Le soutien à la création et au développement de petites entreprises est un élément central des politiques économiques de la plupart des pays (Blackburn, 2016). L’une des préoccupations récurrentes de cette famille de politiques, quel que soit le pays considéré, est la difficulté que ces entrepreneurs peuvent rencontrer pour accéder à des prêts bancaires (Beck, Demirgüç-Kunt, et Singer, 2013). Les petites entreprises réalisent en moyenne 13 % moins de points d’investissement que les grandes. Cet écart résulte en partie de difficultés expliquées par leurs spécificités : une taille modeste, une gestion centralisée, voire personnalisée, un rôle décisif et polyvalent du dirigeant, etc. sont à l’origine de leur opacité informationnelle. Cette dernière explique les réticences à s’engager des apporteurs de ressources prêtables (Kirschenmann, 2016) et de ressources propres. Une information asymétrique se traduit en effet par un risque accru de sélection adverse et d’aléa moral ainsi que par des coûts d’agence plus élevés. Le prêteur répercute alors les coûts de défaut supérieur sur le taux débiteur ou refuse de s’engager, ce qui augmente le risque d’échec de l’entreprise. L’opacité de la petite entreprise est également à l’origine d’une hausse des conditions débitrices en raison du renchérissement des coûts de diligence raisonnable. Par la méconnaissance du positionnement de marché qui l’accompagne, l’opacité explique ainsi que les petites entreprises soient particulièrement exposées au rationnement du crédit (par l’offre ou l’autocensure de la demande). L’écart entre leurs besoins de financement et les moyens qui leur sont affectés nuit ainsi à leur développement.

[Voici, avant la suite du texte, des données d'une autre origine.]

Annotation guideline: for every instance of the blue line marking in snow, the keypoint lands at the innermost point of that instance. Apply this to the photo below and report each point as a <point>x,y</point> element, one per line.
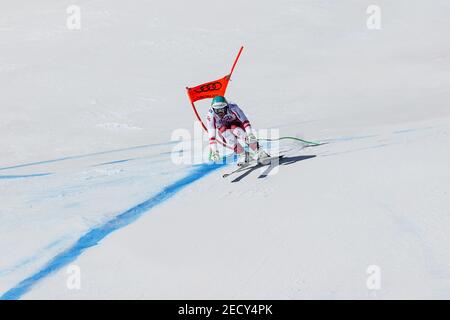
<point>92,237</point>
<point>24,176</point>
<point>112,162</point>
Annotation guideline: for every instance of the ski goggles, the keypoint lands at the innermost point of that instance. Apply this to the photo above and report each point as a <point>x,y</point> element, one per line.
<point>220,107</point>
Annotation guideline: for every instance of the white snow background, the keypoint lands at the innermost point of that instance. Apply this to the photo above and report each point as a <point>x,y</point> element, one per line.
<point>85,146</point>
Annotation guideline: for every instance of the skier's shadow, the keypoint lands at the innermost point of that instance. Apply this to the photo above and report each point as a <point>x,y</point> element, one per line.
<point>283,161</point>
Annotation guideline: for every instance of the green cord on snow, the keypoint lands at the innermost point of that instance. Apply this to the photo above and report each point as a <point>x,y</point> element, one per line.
<point>293,138</point>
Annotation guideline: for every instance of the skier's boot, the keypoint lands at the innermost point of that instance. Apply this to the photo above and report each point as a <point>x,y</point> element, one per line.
<point>262,156</point>
<point>243,159</point>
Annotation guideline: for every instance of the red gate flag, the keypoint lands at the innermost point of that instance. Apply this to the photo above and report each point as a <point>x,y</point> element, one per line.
<point>209,89</point>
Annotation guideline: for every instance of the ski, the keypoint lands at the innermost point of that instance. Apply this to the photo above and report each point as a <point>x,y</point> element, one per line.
<point>253,164</point>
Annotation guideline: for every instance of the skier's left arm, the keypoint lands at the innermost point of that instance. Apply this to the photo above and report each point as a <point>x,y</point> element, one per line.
<point>243,118</point>
<point>246,124</point>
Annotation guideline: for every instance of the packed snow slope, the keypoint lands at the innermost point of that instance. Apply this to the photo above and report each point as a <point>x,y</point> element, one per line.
<point>86,177</point>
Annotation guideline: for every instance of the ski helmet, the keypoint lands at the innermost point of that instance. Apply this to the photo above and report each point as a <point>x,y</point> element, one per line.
<point>219,104</point>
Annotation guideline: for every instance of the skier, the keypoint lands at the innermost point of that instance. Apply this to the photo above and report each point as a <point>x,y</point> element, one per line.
<point>232,124</point>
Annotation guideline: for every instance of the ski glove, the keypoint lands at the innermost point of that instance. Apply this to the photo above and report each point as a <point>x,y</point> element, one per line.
<point>214,156</point>
<point>251,139</point>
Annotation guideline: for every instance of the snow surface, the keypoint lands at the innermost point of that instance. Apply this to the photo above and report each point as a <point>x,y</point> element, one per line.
<point>86,176</point>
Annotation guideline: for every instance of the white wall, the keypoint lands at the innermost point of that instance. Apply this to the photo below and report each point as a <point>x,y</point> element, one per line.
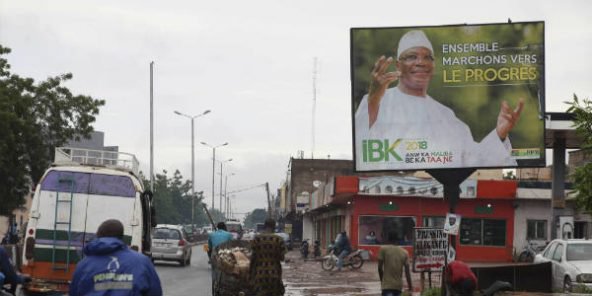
<point>530,209</point>
<point>307,228</point>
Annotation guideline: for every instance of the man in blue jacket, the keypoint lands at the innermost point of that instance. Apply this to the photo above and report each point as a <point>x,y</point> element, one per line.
<point>111,268</point>
<point>7,273</point>
<point>215,239</point>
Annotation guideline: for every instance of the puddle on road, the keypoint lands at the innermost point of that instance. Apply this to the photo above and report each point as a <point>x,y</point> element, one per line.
<point>308,289</point>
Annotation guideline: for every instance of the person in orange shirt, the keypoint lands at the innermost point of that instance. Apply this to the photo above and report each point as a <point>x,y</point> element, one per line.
<point>460,279</point>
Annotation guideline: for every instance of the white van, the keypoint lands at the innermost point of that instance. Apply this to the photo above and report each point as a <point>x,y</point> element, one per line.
<point>82,189</point>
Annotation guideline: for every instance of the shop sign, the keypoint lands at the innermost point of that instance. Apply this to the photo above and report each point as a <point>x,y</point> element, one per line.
<point>429,249</point>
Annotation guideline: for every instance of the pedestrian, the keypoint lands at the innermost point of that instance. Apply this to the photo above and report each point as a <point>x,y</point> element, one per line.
<point>7,273</point>
<point>407,112</point>
<point>268,250</point>
<point>342,248</point>
<point>392,260</point>
<point>111,268</point>
<point>215,239</point>
<point>460,279</point>
<point>371,238</point>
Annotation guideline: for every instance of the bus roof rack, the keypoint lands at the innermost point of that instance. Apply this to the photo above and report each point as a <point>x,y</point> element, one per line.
<point>110,159</point>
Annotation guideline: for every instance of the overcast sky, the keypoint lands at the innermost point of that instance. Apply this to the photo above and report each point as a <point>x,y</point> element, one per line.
<point>251,63</point>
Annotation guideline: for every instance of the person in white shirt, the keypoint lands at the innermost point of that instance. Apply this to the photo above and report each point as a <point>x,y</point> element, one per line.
<point>405,128</point>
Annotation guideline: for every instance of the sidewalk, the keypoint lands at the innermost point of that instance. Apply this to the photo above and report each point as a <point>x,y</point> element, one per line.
<point>304,278</point>
<point>307,278</point>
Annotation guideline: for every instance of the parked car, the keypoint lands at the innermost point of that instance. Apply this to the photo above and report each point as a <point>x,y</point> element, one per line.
<point>572,263</point>
<point>235,228</point>
<point>190,231</point>
<point>169,243</point>
<point>207,229</point>
<point>249,234</point>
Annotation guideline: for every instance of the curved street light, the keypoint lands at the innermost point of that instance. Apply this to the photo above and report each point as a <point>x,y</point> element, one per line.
<point>221,175</point>
<point>192,159</point>
<point>213,166</point>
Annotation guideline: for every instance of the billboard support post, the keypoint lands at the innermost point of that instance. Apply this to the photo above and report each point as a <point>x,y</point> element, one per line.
<point>450,179</point>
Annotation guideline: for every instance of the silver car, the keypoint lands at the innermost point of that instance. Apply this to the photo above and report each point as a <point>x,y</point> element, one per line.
<point>572,263</point>
<point>169,243</point>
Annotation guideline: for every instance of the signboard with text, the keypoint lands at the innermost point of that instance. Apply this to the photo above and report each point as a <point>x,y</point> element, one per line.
<point>462,96</point>
<point>429,249</point>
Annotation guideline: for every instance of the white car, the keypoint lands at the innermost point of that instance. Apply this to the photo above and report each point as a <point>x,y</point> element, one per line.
<point>572,263</point>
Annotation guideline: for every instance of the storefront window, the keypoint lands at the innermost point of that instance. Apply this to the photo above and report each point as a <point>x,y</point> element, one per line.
<point>382,230</point>
<point>435,222</point>
<point>486,232</point>
<point>536,229</point>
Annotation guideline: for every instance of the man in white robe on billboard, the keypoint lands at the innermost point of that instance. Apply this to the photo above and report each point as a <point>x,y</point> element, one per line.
<point>408,113</point>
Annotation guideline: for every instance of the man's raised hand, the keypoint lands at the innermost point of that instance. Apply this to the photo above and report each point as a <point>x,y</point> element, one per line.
<point>380,81</point>
<point>507,118</point>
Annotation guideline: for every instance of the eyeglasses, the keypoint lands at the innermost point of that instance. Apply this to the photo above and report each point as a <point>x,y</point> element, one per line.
<point>412,58</point>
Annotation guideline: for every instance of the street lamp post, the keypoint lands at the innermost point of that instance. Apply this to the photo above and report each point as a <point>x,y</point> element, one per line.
<point>192,160</point>
<point>213,166</point>
<point>221,173</point>
<point>226,195</point>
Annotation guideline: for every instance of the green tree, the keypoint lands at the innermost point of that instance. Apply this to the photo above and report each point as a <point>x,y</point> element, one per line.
<point>34,119</point>
<point>254,217</point>
<point>172,200</point>
<point>582,175</point>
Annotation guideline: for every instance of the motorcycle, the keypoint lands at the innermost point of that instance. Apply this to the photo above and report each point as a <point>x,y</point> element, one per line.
<point>304,249</point>
<point>317,248</point>
<point>354,260</point>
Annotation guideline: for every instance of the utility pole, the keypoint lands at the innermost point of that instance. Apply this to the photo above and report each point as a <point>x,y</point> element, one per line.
<point>314,105</point>
<point>151,131</point>
<point>269,215</point>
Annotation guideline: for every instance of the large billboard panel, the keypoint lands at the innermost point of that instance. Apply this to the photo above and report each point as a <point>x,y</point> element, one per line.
<point>462,96</point>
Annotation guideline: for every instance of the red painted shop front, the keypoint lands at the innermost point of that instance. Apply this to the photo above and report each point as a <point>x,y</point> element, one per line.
<point>487,227</point>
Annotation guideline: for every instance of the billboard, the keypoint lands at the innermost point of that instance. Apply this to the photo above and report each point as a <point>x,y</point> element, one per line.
<point>462,96</point>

Cependant, plusieurs recherches empiriques ont montré que l’utilisation de différents mécanismes permet aux banques et aux petites entreprises d’éviter ou de limiter le rationnement du crédit. La constitution d’une garantie, l’exigence de durées d’échéance plus courtes, l’insertion de clauses restrictives et la fixation de prix variables en font partie. La production d’une information normée est également un gage de survie et de meilleure performance de l’entreprise (Levratto et Paranque, 2011).

Comment s’est opéré le rapprochement avec les praticiens (avant le début du travail de recherche, pendant ou après) et pourquoi celui-ci a-t-il été réalisé ?

Le rapprochement avec les praticiens s’est opéré en 2015 avec la mise en place d’un atelier organisé à Marseille avec des réseaux d’entrepreneurs, des organismes de financement, des experts de l’analyse du risque, des représentants d’organismes financiers et des représentants de réseaux d’investisseurs européens français et de pays de la rive sud de la Méditerranée.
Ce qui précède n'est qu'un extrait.